Friday 12th February’s “Defend Living Wage – Justice for UBS Cleaners” demonstration is at 1pm outside UBS Capital, 100 Liverpool Street, London EC2M 2RH.

Hat/tip: Liberal Conspiracy



Progressive London = Left Unity?

5 02 2010

This is a guest post by a young labour party activist.

The Left, broadly defined, has become quite fractious and
fissiparous. There are left-wingers in Labour, in the Lib-Dems, in the Greens, in Marxist groups and in no party at all.

The Progressive London Conference aimed to gather together speakers from the capital’s left. As an attendee, I found some of the sessions interesting and some of the speakers good. Others, however, notably Harriet Harman, fell flat. People were not happy with the government’s record and with its rhetoric. As Deputy Leader of the Labour Party she failed to inspire people with confidence in the leadership or with optimism that the government was going to move leftwards.

Although all wanted to see a Conservative defeat, many of those present did not want a Labour victory. The Lib-Dems and Greens present would obviously rather people voted for them rather than Labour. Unless left-wing voters unite behind the strongest anti-Tory candidate in every seat, the Tories will benefit from the splits on the centre-left.

The Progressive London Conference seems to be the brainchild of Ken Livingstone. As such, it is partly to build his profile for his candidacy for London Mayor in 2012. To regain the mayoralty, he has judged he needs Lib-Dems and Green support [or second preferences] as well as Labour ones.

Given this, the key test he may have for Progressive London may well be whether the Tories can be beaten in the 2012 Mayoral election rather than in 2010.

On broader political issues, there was a clear view articulated that the cost of balancing the budget must not be at the expense of public services. It is in defending public services that the left can strike the strongest chord with the public .However I was disappointed at the two Labour councillors who spoke at the ‘Defending Public Services’ session for failing to strongly articulate the notion that both local and national public services ought to be protected from cuts.

Another issue touched on is that the trade union movement is in need of revitalisation. It is through trade unions that workers can get a better deal and that inequality can be reduced. As is natural for a meeting held at Congress House, there were a number of trade union speakers. Both Frances O’Grady, Deputy General Secretary of the Trade Union Congress and Len McCluskey Assistant General Secretary of Unite the Union, spoke passionately about the need for strong trade unions and for more left-wing policies. Len McCluskey’s speech in particular articulated a strongly left-wing line while remaining committed to the Labour Party. If he is elected Unite General Secretary, there may be hope of the union exercising some influence on the party to move it leftwards.

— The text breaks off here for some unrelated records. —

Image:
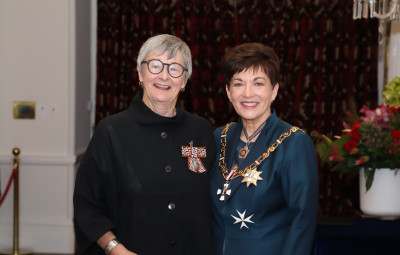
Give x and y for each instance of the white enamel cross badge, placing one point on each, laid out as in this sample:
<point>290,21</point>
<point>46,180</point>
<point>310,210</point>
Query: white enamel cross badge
<point>242,219</point>
<point>194,155</point>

The cloud hanging over the conference is that of the recession. As we know, economic policy has been dominated by the City for too long. Ken Livingstone spoke of the need for more investment. It is right that we should invest more in infrastructure and more in manufacturing industry. We can not be dependent on the City for a large chunk of our GDP – as we were during the 2000s boom. However, speakers cited China as an example of a society that is taking the right route to tackle the recession. Although China’s investment and stimulus packages are to be admired, it must not be forgotten that it is a repressive authoritarian regime. And, furthermore, it is one that has become more financially corrupt and has dismantled some state industries and allowed the private sector to dominate some of the newer parts of the economy.

We must look for a democratic socialist way forward – and not be too seduced by the fast rates of economic growth in authoritarian state-capitalist China as it plays “catch-up”.

Progressive London was good in terms of hearing from speakers and trying to build links between various elements of the left. However, it was hampered by the lack of a clear consensus on the way forward. Disparate sections of the left now need to work together to stop the Tories and also to tackle the neo-liberal free-market ideology that has dominated and withered away democratic socialist ideas in the Labour Government.